How did men like William Lloyd Garrison, Reverend Lovejoy, and Fredrick Douglass participate in the abolitionist movement? @Reilly208
In western Europe and the Americas abolitionism was a movement to end the slave trade and set slaves free. American abolitionism labored under the handicap that it was accused of threatening the harmony of North and South in the Union. The abolitionist movement in the North was led by social reformers such as Frederick Douglass; and free blacks such as brothers Charles Henry Langston and John Mercer Langston, who helped found the Ohio Anti-Slavery Society. The 1860 presidential victory of Abraham Lincoln, who opposed the spread of slavery to the Western United States, marked a turning point in the movement. Convinced that their way of life was threatened, the Southern states seceded from the Union, which led to the American Civil War. In 1863, Lincoln issued the Emancipation Proclamation, which freed slaves held in the Confederate States; the 13th Amendment to the U.S. Constitutio n (1865) prohibited slavery throughout the country.
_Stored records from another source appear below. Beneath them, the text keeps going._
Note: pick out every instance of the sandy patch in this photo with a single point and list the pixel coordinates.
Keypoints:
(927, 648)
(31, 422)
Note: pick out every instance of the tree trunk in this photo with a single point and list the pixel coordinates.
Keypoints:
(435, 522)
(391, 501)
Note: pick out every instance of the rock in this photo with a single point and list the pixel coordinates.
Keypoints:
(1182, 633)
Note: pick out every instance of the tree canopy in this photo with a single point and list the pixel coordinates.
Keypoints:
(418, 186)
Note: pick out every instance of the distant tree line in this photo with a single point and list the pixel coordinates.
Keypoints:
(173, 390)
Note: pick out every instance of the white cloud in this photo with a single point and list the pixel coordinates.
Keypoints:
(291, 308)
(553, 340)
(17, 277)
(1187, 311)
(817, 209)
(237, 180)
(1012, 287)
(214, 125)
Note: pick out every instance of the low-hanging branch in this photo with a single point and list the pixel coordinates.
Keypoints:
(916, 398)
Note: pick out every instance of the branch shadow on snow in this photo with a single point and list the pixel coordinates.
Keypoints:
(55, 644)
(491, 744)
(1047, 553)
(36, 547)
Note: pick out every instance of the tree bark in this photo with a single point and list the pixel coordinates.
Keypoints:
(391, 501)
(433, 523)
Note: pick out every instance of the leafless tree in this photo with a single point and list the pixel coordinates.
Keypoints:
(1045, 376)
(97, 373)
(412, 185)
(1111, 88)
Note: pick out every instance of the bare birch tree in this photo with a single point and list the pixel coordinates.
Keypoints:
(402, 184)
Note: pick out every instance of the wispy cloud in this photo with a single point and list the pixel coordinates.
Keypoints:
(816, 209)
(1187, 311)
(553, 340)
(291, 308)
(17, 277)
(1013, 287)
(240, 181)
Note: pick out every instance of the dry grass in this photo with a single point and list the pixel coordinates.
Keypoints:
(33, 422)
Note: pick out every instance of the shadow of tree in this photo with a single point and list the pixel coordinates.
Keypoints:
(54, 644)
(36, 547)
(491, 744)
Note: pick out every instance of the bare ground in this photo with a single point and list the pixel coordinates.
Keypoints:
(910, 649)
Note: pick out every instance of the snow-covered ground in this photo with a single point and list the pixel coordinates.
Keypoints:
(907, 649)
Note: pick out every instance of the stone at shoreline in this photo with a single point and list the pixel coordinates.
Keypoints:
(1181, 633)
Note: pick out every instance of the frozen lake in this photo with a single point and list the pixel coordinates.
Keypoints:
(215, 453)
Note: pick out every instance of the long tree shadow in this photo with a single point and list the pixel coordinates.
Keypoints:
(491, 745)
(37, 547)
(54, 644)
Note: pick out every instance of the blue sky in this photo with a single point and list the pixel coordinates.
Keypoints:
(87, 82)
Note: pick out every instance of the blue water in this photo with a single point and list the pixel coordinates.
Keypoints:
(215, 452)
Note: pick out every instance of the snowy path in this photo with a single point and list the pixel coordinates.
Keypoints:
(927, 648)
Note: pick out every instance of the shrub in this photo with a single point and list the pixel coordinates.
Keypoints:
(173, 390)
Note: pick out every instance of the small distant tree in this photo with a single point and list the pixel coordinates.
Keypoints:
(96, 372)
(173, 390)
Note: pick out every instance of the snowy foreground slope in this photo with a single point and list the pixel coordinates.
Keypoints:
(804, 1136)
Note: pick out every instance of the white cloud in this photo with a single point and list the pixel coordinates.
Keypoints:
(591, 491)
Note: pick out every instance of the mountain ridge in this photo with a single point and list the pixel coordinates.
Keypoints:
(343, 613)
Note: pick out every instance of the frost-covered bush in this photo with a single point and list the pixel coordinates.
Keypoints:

In the North, most opponents of slavery supported other modernizing reform movements such as the temperance movement, public schooling, and prison- and asylum-building. They were split bitterly on the role of women's activism. Abolitionists like William Lloyd Garrison repeatedly condemned slavery for contradicting the principles of freedom and equality on which the country was founded. In 1854, Garrison wrote: I am a believer in that portion of the Declaration of American Independence in which it is set forth, as among self-evident truths, "that all men are created equal; that they are endowed by their Creator with certain inalienable rights; that among these are life, liberty, and the pursuit of happiness." Hence, I am an abolitionist. Hence, I cannot but regard oppression in every form – and most of all, that which turns a man into a thing – with indignation and abhorrence. Not to cherish these feelings would be recreancy to principle. They who desire me to be dumb on the subject of slavery, unless I will open my mouth in its defense, ask me to give the lie to my professions, to degrade my manhood, and to stain my soul. I will not be a liar, a poltroon, or a hypocrite, to accommodate any party, to gratify any sect, to escape any odium or peril, to save any interest, to preserve any institution, or to promote any object. Convince me that one man may rightfully make another man his slave, and I will no longer subscribe to the Declaration of Independence. Convince me that liberty is not the inalienable birthright of every human being, of whatever complexion or clime, and I will give that instrument to the consuming fire. I do not know how to espouse freedom and slavery together.